Microsoft under Bill Gates was defined by his 1995 memo The Internet Tidal Wave. Prior to that time the PC future seemed to be about multimedia and CD-ROM, because that’s where Apple was heading and Microsoft was used to following that lead, having developed resources like its Encarta digital encyclopedia. The Internet surprised Gates, but when he came back from his annual Think Week that year he was up to speed and had both a plan (dominate the emerging Internet era) and a rival to crush in order to achieve that end (Netscape). Microsoft always needs a rival to crush. Now it was just a matter of telling several thousand developers that their jobs had changed.
Gates was able to do this — to turn Microsoft’s development supertanker — by force of will and example. Understand this is a guy who hadn’t written production code since the Tandy 102 shipped in 1983, but he had carefully nurtured and preserved the ability to intimidate shy developers with his Aspergerian bluntness. “I can tell good code from across the room,” and “I could write that in a weekend” still worked back in 1995.
Ballmer never had these cards to play, having ceded to Gates-the-genius all claims of technical prowess. Microsoft geeks saw Ballmer as a joke and that image was perpetuated through all the making nice-nice that followed his rise to CEO as well as by a succession of software architects starting with Gates, himself, who simply didn’t envision it being a problem and saw no need to empower Ballmer. Well it was a problem.
Over the last year or so Ballmer has done a lot of executive pruning at Microsoft, taking more control of the company’s direction. He has tried to mute his Monkey Boy image as the honey-swigging sales chief who rants at company meetings. But thanks to YouTube, that image will remain for a long time.

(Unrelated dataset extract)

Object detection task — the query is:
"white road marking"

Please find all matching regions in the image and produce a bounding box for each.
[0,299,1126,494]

Last week we saw the first public results of Ballmer’s executive makeover. The version of Windows 8 shared with developers was more refined than many expected, the tablet extensions appear to be well done and the ARM support is sincere. There is work still to be done but it feels a lot like Windows NT did post-OS/2. It has to be good because Microsoft is caught in a platform shift that could see it five years from now a profitable but inconsequential company.

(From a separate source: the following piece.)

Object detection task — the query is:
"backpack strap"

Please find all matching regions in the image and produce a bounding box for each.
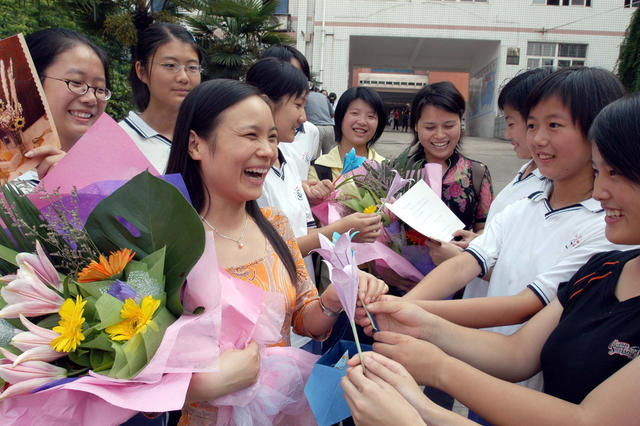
[471,160,485,198]
[311,161,333,180]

In order to avoid that end (and keep his job, because even as the company’s third-largest shareholder Ballmer can’t escape personal responsibility this time) Microsoft has to really push technology for the first time in years. Redmond has to embrace tablets and even use its enterprise clout to push big customers in that direction, because doing a half-assed job this time doesn’t have the saving grace of most customers just re-upping with high-margin earlier versions of Microsoft products. This time the platform transition is going to happen with or without Microsoft and Ballmer knows that.
I won’t be surprised, then, to see Microsoft succeed. They can do this. But will they? I won’t be surprised, either, to see them fail, though I don’t think they will.
That is not to say, though, that I agree with the industry analysts who are predicting Windows Phone will eventually dominate. That train left the station a long time ago. But Microsoft has a real shot with the enterprise (notice I say enterprise) tablet market.
And this tablet orientation is going to have interesting side effects. Take Yahoo, which we discussed last week. What evidence is there that Yahoo has a tablet strategy? None. They need one. Every Microsoft or Apple competitor does.